Furthermore, Peter’s conversational manner appears to be influenced by Musk’s approach to public speaking.

BASH from 'Don't Look Up' Movie

We also know that Peter escapes a dead Earth by heading to another planet on his state-of-the-art BASH spaceship.

Marshall’s BASH phone purchases DJ Chello’s latest single when Riley Bina mentions him on live television in one scene.

This reminds me of a ‘Black Mirror‘ (2011 TV Show) -style society where individuals are oblivious to how intrusive electronic devices are or how they might go rogue.

Furthermore, the film addresses current worries about the quantity of personal data that today’s cellphones capture for advertising purposes.

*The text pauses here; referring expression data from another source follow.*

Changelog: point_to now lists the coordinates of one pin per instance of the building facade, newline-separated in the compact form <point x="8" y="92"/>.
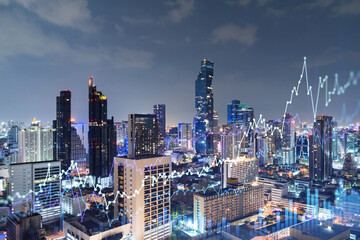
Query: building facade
<point x="204" y="105"/>
<point x="102" y="134"/>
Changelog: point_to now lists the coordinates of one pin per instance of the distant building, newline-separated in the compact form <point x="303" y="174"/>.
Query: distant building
<point x="35" y="144"/>
<point x="122" y="137"/>
<point x="143" y="135"/>
<point x="36" y="183"/>
<point x="320" y="160"/>
<point x="73" y="204"/>
<point x="24" y="225"/>
<point x="160" y="112"/>
<point x="62" y="126"/>
<point x="13" y="140"/>
<point x="149" y="212"/>
<point x="102" y="134"/>
<point x="185" y="136"/>
<point x="78" y="151"/>
<point x="92" y="228"/>
<point x="288" y="140"/>
<point x="211" y="209"/>
<point x="204" y="105"/>
<point x="239" y="113"/>
<point x="243" y="169"/>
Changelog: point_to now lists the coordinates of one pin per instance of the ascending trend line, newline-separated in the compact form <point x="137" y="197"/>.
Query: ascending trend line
<point x="323" y="81"/>
<point x="254" y="126"/>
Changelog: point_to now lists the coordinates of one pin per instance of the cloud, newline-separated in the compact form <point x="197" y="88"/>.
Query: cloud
<point x="138" y="21"/>
<point x="21" y="36"/>
<point x="65" y="13"/>
<point x="341" y="7"/>
<point x="231" y="32"/>
<point x="348" y="8"/>
<point x="184" y="9"/>
<point x="275" y="12"/>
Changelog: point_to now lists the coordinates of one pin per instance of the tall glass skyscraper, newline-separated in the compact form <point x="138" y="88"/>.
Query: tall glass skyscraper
<point x="102" y="134"/>
<point x="204" y="105"/>
<point x="239" y="113"/>
<point x="62" y="125"/>
<point x="320" y="160"/>
<point x="159" y="111"/>
<point x="143" y="135"/>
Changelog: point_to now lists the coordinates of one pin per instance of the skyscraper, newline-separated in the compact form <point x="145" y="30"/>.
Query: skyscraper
<point x="288" y="140"/>
<point x="320" y="159"/>
<point x="13" y="140"/>
<point x="204" y="105"/>
<point x="159" y="111"/>
<point x="239" y="113"/>
<point x="135" y="176"/>
<point x="122" y="137"/>
<point x="40" y="184"/>
<point x="35" y="144"/>
<point x="62" y="125"/>
<point x="143" y="135"/>
<point x="102" y="134"/>
<point x="185" y="136"/>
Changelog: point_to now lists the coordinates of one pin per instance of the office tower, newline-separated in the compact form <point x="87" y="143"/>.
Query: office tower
<point x="92" y="228"/>
<point x="242" y="170"/>
<point x="122" y="137"/>
<point x="62" y="142"/>
<point x="153" y="222"/>
<point x="320" y="160"/>
<point x="185" y="136"/>
<point x="37" y="184"/>
<point x="262" y="150"/>
<point x="102" y="134"/>
<point x="217" y="135"/>
<point x="137" y="174"/>
<point x="351" y="142"/>
<point x="25" y="225"/>
<point x="13" y="141"/>
<point x="82" y="130"/>
<point x="348" y="169"/>
<point x="78" y="152"/>
<point x="143" y="135"/>
<point x="234" y="141"/>
<point x="159" y="111"/>
<point x="212" y="208"/>
<point x="288" y="139"/>
<point x="149" y="211"/>
<point x="239" y="113"/>
<point x="35" y="144"/>
<point x="274" y="134"/>
<point x="204" y="105"/>
<point x="302" y="147"/>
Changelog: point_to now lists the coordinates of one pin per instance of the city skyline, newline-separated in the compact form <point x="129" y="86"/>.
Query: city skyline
<point x="145" y="60"/>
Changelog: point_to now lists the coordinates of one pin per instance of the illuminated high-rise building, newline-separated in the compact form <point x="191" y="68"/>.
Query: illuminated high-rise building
<point x="143" y="135"/>
<point x="288" y="140"/>
<point x="239" y="113"/>
<point x="185" y="136"/>
<point x="35" y="144"/>
<point x="39" y="183"/>
<point x="204" y="105"/>
<point x="160" y="112"/>
<point x="13" y="141"/>
<point x="122" y="137"/>
<point x="102" y="134"/>
<point x="320" y="154"/>
<point x="134" y="175"/>
<point x="62" y="126"/>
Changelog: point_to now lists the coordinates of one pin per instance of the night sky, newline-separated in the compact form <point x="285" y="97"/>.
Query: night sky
<point x="143" y="53"/>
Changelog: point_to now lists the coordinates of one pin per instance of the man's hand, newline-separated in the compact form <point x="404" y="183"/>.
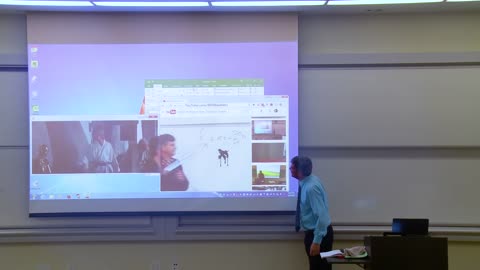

After losing his cool, Peter tells Randall that BASH has “almost 40 million data points” on him and can predict how the astronomer would die with 96.5 per cent accuracy.

It is clear that Peter, a gifted guy pursuing his ambitious profit-driven goals, truly believes that by mining the comet for rare minerals that can be utilised by BASH and the US government to build electronics, he will cure all of the world’s issues, from poverty to biodiversity loss.

He considers himself to be neither a businessman nor a scientist because he is merely working for “the evolution of the human species.”

When Peter needs BEADS (BASH Explore and Acquire Drones) to launch rapidly, he uses the government to sidestep the scientific peer-review process.


As a result, he appears to be motivated by money, curiosity, and power. Furthermore, BASH appears to be Peter’s only escape from debilitating loneliness – he previously stated that he had always wanted a buddy, and his company appears to be his sole love in life.

It’s ironic because BASH is solely to blame for the comet colliding with Earth and destroying all kinds of life.

BASH, who claims that President Orlean would die because of a Bronteroc, accurately forecasts the end of the world early in the film.

The President and other important people who flee a wrecked Earth on a spaceship discover the bird-like creature on another planet in the mid-credits sequence.

Is BASH from 'Don't Look Up' Movie Mobile Company

Unfortunately, in retrospect, Peter was too preoccupied with the potential rewards from mining the comet to recognise the accuracy of his own technology’s forecasts.

As a result, BASH is not a true mobile firm; it appears to be an amalgamation and exaggerated version of all the digital companies we encounter on a daily basis.

Overall, the fictional mobile company is nothing more than an exaggerated representation of a conglomerate that sells everything — from common gadgets to high-end equipment required for space missions — and will go to any length to make money.